Le prix du baril de Brent de la mer du Nord, pour livraison en juin, contrat de référence à partir de mercredi mais déjà utilisé par beaucoup d’acteurs du marché, a reculé de 3,18% à 103,97 dollars.
Son équivalent américain, le baril de West Texas Intermediate, pour livraison en mai, a perdu 1,46%, à 101,38 dollars.
Le repli des cours a eu lieu après que le président iranien, Massoud Pezeshkian, a déclaré mardi que l’Iran avait la volonté « de mettre fin » à la guerre contre Israël et les Etats-Unis, mais voulait des garanties pour « empêcher la répétition de l’agression ».
« Nous avons la volonté nécessaire pour mettre fin » au conflit, qui est entré dans sa cinquième semaine, « à condition que les conditions essentielles soient réunies, en particulier les garanties nécessaires pour empêcher la répétition de l’agression », a-t-il affirmé.

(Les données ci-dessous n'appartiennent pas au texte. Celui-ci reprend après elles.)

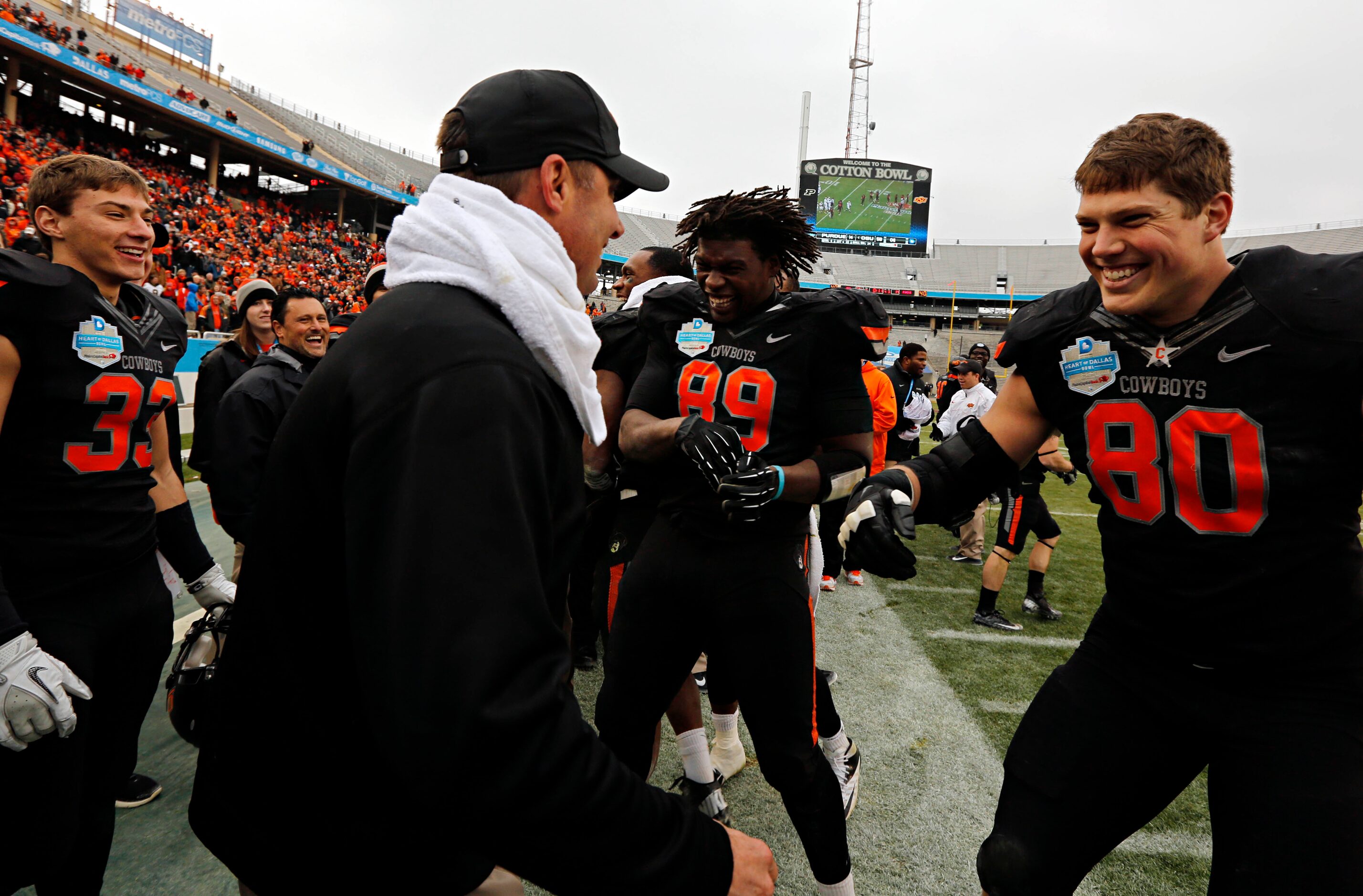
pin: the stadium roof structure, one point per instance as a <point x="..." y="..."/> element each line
<point x="975" y="269"/>
<point x="255" y="135"/>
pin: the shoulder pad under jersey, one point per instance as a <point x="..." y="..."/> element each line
<point x="1319" y="296"/>
<point x="21" y="267"/>
<point x="1045" y="318"/>
<point x="856" y="315"/>
<point x="671" y="304"/>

Il a ainsi réitéré l’une des exigences clés posées par la République islamique pour un arrêt des hostilités, avec la fin de « l’agression », le versement de compensations financières, la définition claire des responsabilités et un arrêt des hostilités sur tous les fronts.
« La solution pour normaliser la situation est la cessation » de l’offensive américano-israélienne, a également souligné M. Pezeshkian.
A ces propos, s’ajoutent ceux de Donald Trump rapportés mardi par le Wall Street journal.
D’après le quotidien, le président américain aurait en effet indiqué à ses conseillers qu’il était prêt à interrompre sa campagne militaire. Et Washington voudrait tenter d’obtenir de Téhéran par la voie diplomatique le déblocage du détroit.
« Mais l’état actuel des négociations reste flou », estiment les analystes de Briefing.com.
« La volatilité va être très forte, car nous continuons d’assister à des mouvements basés sur les gros titres », explique Phil Flynn, de The Price Futures Group.
Le Brent pour livraison en mai, a, lui, progressé de 4,94% à 118,35 dollars. Ce contrat fait encore référence pour une journée, et propose un accès plus rapide au brut.
« Les investisseurs se précipitent pour acheter les derniers contrats disponibles » en mai, explique à l’AFP Ole R. Hvalbye, analyste chez SEB, qui souligne le caractère exceptionnel de cette « énorme » différence entre les prix des deux contrats.